While putting together the Windows HiEd 2010 conference topics several months ago with Microsoft and other conference organizers, I suggested we have someone from Microsoft talk about “NextGen AD” since there had recently been some hubbub about this at PDC. What we got was a session on System.Identity. System.Identity shouldn’t be confused with ADFSv2 or the Windows Identity Foundation, both of which have shipped in the last 6 months.
You can see thePDC session that covers System.Identity which started the hubbub. And you can read avery interesting write-up about System.Identity here.
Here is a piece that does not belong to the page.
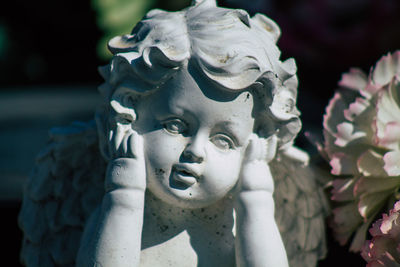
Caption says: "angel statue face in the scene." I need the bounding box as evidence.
[135,68,254,208]
[97,1,300,208]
Microsoft observed that existing directories have design constraints that make them difficult to use for all of an application’s identity needs, so many applications end up devoping extensions to meet this unmet need. But each of those applications are re-inventing the wheel, and these custom extensions are often a stumbling block to getting them to interoperate with each other. And all these applications basically result in AD data getting copied into the appplication’s SQL database. Microsoft also observed that a key failing was not allowing enough flexibility in defining relationships for any given identity. For example, in Active Directory, you really only have security groups to define relationships with. But groups only represent “member” relationships, have privacy limitations, and require that the “member” be in the local AD.
System.Identity is designed to help eliminate the wasted development costs put into each application’s identity needs. It does this by providing an identity model which is flexible and is not wedded to any particular authentication or authorization system/protocol. In other words, it provides an identity abstraction that an application can leverage, so that the application doesn’t have to worry about implementing support for authentication protocols, user settings sometimes called the “profile” of the user, and relationships that typically are used for authorization decisions. In the System.Identity model, relationships are “first class” entities, as opposed to a second class after-thought.
System.Identity is currently a community technology preview (CTP) experiment. Microsoft is hoping that others see the value of a common application identity framework which can leverage existing directory and identity technologies, but allow the greater flexibility needed by each application.
You can find out more at http://connect.microsoft.com/SystemIdentity.
It remains to be seen whether this is part of a larger NextGen Active Directory strategy or just another incremental step forward.